I believe in the veiws of many scientists, that this universe was created from the big Bang which spatially separated the infinitely dense, infinitely hot, infinitesimally small singulasarity, which was a previous universe that had fallen into the Great abyss from which it originated, and that this Galactic cluster/universe is falling in toward one of the many Super duper Blak Hole scattered throughout the eternal and boundless comos.
I believe as do the Buddhists, that Universe after universe is like an interminable succession of wheels forever coming into view, forever rolling onwards, disappearing and reappearing; forever passing from being to non being, and again from non being to being. In short, the constant revolving of the wheel of life in one eternal cycle, according to fixed and immutable laws, is perhaps after all the sum and substance of the philosophy of Buddhism. And this eternal wheel has so to speak, six spokes representing six forms of existence. ---- Mon.

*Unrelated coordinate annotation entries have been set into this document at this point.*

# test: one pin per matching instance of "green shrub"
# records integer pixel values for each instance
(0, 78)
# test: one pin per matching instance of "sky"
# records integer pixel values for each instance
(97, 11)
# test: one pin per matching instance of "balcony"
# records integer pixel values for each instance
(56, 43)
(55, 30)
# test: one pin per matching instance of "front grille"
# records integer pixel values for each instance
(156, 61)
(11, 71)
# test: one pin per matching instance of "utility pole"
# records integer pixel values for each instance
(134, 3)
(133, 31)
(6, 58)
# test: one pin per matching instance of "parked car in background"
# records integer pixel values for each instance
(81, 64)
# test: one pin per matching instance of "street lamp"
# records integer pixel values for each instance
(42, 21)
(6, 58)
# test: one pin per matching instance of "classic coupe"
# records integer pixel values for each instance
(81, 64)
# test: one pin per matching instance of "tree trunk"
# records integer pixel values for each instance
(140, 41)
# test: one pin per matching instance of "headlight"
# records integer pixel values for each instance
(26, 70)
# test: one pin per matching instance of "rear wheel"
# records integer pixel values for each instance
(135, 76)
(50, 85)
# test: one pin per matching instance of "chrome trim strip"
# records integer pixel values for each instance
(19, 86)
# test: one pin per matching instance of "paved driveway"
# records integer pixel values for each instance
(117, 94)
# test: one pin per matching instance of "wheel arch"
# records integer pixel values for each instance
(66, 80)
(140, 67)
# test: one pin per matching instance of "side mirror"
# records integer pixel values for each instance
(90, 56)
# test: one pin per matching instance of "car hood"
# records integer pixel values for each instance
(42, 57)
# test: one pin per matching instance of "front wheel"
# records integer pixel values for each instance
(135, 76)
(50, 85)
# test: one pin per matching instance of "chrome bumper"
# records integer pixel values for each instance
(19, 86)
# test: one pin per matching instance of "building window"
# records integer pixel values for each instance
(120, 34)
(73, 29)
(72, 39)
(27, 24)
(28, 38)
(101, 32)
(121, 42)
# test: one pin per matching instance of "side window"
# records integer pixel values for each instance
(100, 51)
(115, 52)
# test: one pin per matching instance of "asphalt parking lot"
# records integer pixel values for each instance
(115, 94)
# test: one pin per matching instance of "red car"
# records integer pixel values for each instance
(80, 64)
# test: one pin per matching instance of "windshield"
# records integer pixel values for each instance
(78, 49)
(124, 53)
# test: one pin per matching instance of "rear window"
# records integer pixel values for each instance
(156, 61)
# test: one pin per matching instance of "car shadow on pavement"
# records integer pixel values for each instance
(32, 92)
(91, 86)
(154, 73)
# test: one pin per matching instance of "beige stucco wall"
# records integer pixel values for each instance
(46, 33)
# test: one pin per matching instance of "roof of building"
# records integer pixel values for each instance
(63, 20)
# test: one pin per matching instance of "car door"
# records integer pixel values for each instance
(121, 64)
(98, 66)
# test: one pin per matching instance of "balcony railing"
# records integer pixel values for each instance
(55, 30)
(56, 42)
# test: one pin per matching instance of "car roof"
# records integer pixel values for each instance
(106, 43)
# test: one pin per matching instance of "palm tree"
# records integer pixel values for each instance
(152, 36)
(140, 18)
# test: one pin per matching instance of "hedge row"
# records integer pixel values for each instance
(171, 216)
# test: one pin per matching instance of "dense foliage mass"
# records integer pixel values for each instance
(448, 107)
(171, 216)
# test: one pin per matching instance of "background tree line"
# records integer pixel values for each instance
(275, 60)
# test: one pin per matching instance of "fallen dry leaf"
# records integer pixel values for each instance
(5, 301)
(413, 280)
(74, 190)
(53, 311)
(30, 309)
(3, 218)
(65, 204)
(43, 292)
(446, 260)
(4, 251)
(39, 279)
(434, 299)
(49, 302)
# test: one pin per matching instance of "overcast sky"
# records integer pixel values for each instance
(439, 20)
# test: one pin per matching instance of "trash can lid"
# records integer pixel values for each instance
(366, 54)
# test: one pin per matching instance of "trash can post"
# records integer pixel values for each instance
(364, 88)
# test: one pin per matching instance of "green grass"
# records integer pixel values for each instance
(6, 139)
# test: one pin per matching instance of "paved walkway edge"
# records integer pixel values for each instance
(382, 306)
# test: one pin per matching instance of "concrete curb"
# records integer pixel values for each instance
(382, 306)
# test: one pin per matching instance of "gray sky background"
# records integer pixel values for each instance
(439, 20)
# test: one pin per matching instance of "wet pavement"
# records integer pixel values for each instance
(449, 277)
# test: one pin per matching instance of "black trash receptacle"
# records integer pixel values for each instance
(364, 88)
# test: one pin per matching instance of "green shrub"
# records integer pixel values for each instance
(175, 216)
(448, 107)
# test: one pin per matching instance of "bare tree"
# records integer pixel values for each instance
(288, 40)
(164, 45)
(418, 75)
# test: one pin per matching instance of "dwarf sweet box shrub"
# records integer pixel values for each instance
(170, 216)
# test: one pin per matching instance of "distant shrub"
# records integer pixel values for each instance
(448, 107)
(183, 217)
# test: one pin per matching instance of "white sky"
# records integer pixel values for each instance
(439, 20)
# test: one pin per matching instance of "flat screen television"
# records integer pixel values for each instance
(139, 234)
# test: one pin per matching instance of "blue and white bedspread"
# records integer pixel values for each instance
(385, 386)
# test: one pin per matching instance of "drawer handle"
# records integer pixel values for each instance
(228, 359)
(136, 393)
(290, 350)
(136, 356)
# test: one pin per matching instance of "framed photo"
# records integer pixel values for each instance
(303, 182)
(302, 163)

Williams, Buddhism, pp. 229, 122.
I believe that the nights and days of Brahma are called Manvantara or the cycle of manifestation, The Great Day, which is a period of universal activity, that is preceded, and also followed by Pralaya, a dark period, which to our finite minds seems as an eternity. Manvantara, is a creative day as seen in the six days of creation in Genesis, Pralaya, is the evening that precedes the next creative day. The six periods of Creation and the seventh day of rest in which we now exist are referred to in the book of Genesis as the generations of the universe.
I believe that the English word Generation, is translated from the Hebrew toledoth which is used in the Old Testament in every instance as births, or descendants, such as These are the generations of Adam, or these are the generations of Abraham, and Genesis 2: 4; These are the generations of the Universe or heavens and earth, etc. And the Great Day in which the seven generations of the universe are eternally repeated, is the eternal cosmic period of the eighth eternal day in which those who attain to perfection are allowed to enter, where they shall be surrounded by great light and they shall experience eternal peace, while those who do not attain to perfection are cast back into the refining fires of the seven physical cycles that perpetually revolve within the eighth eternal cosmic cycle.
I believe, as did Origen, who was a Christian writer and teacher who lived between the years of 185 and 254 AD. Among his many works is the Hexapla, which is his interpretation of the Old Testament texts. Origen holds to a series of worlds following one upon the other,-- each world rising a step higher than the previous world, so that every later world brings to ripeness the seeds that were imbedded in the former, and itself then prepares the seed for the universe that will follow it.
But I wont lose any sleep just because you cannot agree with this.